Сэм взглянул на инспектора.

– Мы вышли в пять минут одиннадцатого. Швейцар на служебном входе должен был нас видеть. Спросите его.

– Я уже спрашивал. Но он человек пожилой, не слишком наблюдательный, и говорит, что не обязан замечать, кто когда приходит и уходит. Подождите минуту. Я приведу его сюда.

Пока мы ждали, Сисси сказала дрожащим голосом:

– Мне она никогда не нравилась. Но это ужасно. Я не могу поверить. Я хочу сказать… кто мог это сделать?

– Не смотри на меня, девочка, – сказал дядя Ник. – Я этого не делал.

– Не говори глупостей, Ник. Никто из нас не делал.

– Кто-то сделал.

– Может быть, сюда забрался какой-нибудь бродяга? – сказала Сисси с надеждой. В то время любой список подозреваемых обычно начинался с бродяги.

Но дядю Ника это не устроило.

– Если ты этому веришь, значит, поверишь чему угодно. Ну как, инспектор, – обратился он к Фарнессу, вернувшемуся вместе со швейцаром, – будем продолжать?

– Мне не меньше вашего хотелось бы продолжить, сэр. Итак, – приказал он швейцару, – расскажите им то, что вы рассказали мне.

– Я помню, что эти двое, – сказал швейцар, указывая на Сэма и Бена, – ушли рано, сразу после десяти. Но этот – нет. – Он указал на Барни. – Этот – нет.

– Он никогда меня не видит, – закричал Барни. – Он никогда меня не видит. Я вхожу и выхожу… он никогда не замечает. Он плохо видит, а я маленький… он никогда меня не видит. Мис’Оллантон… мис’Оллантон…

– Ну, ну, замолчи, Барни, – сказал дядя Ник. – Сэм, он ушел вместе с вами вчера вечером?
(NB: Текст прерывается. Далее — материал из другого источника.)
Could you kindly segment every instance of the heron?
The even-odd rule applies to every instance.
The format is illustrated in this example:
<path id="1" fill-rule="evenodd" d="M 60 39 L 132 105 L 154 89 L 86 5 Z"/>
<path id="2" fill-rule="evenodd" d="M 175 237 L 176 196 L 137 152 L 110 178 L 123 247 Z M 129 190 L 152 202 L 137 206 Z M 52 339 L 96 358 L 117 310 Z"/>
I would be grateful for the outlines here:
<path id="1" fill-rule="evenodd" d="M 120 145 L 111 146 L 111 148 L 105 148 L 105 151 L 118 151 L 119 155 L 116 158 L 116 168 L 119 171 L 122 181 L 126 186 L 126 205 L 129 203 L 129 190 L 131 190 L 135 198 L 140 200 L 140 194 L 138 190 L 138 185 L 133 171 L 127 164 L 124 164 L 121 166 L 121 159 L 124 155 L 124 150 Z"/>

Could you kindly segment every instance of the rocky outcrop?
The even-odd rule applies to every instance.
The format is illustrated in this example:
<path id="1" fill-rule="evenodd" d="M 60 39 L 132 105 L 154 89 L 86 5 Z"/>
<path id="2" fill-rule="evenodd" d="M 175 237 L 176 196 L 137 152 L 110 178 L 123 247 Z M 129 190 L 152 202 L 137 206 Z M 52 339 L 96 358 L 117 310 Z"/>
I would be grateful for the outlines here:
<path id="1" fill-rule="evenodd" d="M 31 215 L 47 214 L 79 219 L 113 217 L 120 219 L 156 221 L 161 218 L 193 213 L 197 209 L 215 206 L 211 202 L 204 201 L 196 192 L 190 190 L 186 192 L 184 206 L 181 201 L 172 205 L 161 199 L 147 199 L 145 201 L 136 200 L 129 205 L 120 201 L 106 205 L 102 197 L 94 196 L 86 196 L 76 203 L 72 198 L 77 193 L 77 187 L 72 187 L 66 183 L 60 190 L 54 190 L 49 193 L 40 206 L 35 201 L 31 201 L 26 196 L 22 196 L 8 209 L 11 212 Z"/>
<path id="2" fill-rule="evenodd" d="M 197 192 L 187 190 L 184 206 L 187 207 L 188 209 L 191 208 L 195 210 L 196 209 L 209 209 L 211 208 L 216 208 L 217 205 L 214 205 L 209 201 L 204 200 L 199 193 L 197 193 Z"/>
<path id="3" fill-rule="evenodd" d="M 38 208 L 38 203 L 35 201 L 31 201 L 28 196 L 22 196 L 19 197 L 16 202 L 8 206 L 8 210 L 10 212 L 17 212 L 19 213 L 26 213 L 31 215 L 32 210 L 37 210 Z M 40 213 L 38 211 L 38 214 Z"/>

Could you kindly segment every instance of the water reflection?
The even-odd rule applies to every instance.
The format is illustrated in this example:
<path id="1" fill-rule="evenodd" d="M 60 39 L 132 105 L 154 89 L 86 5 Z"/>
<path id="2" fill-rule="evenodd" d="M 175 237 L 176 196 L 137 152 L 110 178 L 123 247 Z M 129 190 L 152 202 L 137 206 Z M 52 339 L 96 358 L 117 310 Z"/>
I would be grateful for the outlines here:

– Да, – ответил Сэм. – Верно, Бен?

– Верно, – сказал Бен. – Мы вышли вместе, втроем. Мы почти всегда выходим вместе.

– Барни шел с этого боку, – сказал Сэм, – швейцар мог его не заметить.

– Это можно себе представить, – сказал Фарнесс. – А выйдя отсюда, куда вы направились?

– Куда и всегда, – не задумываясь ответил Сэм. – В погребок трактира «Солнце». После представления мы любим пропустить там пару пива.

– Сейчас я бы тоже не отказался, – сказал Фарнесс. – Ладно, вы трое можете идти. А вы, швейцар, возвращайтесь к сержанту. – Когда они вышли, он взглянул на дядю Ника. – Думаю, что мы вас больше не потревожим, мистер Оллантон…

– Вы хотите сказать, что ее видели живой после нашего ухода? – спокойно спросил дядя Ник. – Нет, можете не отвечать. Я уже давно догадался.

– Вы сообразительный человек, мистер Оллантон. Я об этом тоже давно догадался. Если бы вы хотели избавиться от этой молодой женщины, бьюсь об заклад, что она просто исчезла бы, ха-ха! – Потом он понизил голос: – Но раз уж мы с вами разговариваем, мистер Оллантон, не можете ли вы сообщить мне какие-нибудь полезные сведения?

– Мог бы… и Ричард тоже. Сисси, подожди нас внизу у выхода, – я щажу твою стыдливость. – Она вышла медленно и неохотно, и дядя Ник продолжал: – Я второй раз путешествую с этими Кольмарами. У нас была долгая поездка начиная с прошлого сентября. Девица эта не в моем вкусе – слишком молоденькая и взбалмошная… Но в своем сценическом костюме она была лакомый кусочек… И страшно любила прижиматься и вертеть задом. Спросите этого парнишку. Он как раз в таком возрасте, чтобы понимать, что у нее на уме, а, Ричард?

– Она мне не нравилась даже после того, как я не один раз видел ее в сценическом костюме, и скоро она оставила свои заигрывания. – Я помолчал. – Мне кажется… но это только догадка… что ей редко случалось бывать с мужчинами: дядя и двое других не спускали с нее глаз. Поэтому она развлекалась, как могла, за кулисами. Она умела дразнить мужчин…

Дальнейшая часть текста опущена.